Abstract

This chapter examines the role of Bhai Vir Singh's (BVS hereafter) critically edited work, the Puratan Janamsakhi (1926), in shifting the understanding of book culture and textuality in the Sikh tradition during the colonial period. BVS's edits alter the ontological understanding of textuality as possessing embodied being to a Western understanding of “the book” as an inert object, or commodity, containing an author's writing for sale and broad circulation. This chapter discusses the mechanics of how BVS's philology enacts the philosophical transgression and then considers the narratological consequences of grammatological alterations.

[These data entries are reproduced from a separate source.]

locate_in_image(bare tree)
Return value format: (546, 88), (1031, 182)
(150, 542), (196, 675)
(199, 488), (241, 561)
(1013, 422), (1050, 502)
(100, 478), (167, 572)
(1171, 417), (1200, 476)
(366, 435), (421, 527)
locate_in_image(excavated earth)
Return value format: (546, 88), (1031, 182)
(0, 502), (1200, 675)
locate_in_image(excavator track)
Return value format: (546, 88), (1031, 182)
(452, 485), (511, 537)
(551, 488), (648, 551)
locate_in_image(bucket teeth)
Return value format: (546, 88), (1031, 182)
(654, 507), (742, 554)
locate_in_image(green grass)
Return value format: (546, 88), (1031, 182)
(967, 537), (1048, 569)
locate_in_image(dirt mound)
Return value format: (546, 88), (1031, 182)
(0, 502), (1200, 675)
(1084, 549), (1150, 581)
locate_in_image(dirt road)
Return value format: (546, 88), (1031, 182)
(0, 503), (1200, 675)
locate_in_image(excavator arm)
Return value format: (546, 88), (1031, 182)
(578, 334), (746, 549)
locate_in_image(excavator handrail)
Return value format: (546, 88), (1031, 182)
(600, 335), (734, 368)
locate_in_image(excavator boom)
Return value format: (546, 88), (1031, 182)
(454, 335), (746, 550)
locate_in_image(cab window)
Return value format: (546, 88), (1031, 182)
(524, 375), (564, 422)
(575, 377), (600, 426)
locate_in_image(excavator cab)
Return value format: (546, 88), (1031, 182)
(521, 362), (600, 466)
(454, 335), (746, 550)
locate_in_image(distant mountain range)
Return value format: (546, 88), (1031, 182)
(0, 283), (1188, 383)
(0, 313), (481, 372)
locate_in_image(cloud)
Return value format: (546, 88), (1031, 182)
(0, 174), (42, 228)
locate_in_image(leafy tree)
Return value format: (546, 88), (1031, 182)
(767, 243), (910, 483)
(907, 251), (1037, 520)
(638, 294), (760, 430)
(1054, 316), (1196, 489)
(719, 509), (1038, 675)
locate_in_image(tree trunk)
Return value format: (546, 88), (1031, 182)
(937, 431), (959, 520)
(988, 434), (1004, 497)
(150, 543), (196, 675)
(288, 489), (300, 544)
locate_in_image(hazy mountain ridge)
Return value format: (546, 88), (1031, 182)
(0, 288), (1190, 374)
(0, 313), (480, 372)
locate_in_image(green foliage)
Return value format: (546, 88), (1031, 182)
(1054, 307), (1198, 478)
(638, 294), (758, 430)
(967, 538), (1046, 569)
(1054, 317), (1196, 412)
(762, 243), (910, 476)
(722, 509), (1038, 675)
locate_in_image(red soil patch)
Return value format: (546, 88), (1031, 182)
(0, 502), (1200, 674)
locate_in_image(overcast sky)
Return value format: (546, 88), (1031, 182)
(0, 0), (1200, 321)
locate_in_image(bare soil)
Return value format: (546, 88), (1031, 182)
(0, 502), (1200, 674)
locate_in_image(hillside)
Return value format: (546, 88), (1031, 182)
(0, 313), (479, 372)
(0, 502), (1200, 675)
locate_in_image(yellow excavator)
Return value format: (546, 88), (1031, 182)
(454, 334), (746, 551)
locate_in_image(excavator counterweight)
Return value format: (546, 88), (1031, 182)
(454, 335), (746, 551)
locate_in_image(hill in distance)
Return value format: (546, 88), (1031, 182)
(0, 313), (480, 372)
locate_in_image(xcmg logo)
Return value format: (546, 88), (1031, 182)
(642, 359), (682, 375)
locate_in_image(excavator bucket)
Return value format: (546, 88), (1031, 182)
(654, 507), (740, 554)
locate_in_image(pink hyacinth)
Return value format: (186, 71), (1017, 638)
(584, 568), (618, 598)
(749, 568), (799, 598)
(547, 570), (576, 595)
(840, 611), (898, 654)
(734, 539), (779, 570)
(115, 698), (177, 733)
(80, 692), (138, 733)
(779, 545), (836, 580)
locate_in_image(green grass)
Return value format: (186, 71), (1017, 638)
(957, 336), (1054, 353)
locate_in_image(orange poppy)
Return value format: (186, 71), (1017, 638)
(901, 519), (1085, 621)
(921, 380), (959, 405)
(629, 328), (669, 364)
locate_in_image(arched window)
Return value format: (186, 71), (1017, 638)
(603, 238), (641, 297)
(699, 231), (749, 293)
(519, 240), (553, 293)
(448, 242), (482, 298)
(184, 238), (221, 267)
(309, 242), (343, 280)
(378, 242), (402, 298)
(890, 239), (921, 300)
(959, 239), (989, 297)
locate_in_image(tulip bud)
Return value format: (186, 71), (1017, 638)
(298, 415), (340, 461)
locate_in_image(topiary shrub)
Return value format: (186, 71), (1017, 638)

Philological textual criticism and higher criticism facilitate the enactment of a philosophical transgression that alters the text's logos. Using this method, BVS changes what a “text” means and, at the same time, avowedly appeals to his readership to encourage new reading practices. In doing so, I argue that BVS's transgression aims at the narrative logic of Sikh textuality but aspires to change how Sikh subjectivity get produced and replicated. This is done through paratextual marginalia that mirrors for readers how to critically assess temporal events given in the Janamsakhi using originalist models of reasoning. Thus, I argue, understanding the mechanism of philosophical transgression is vital for decolonizing Sikh textuality and reassessing its systematic place within Sikh worldviews.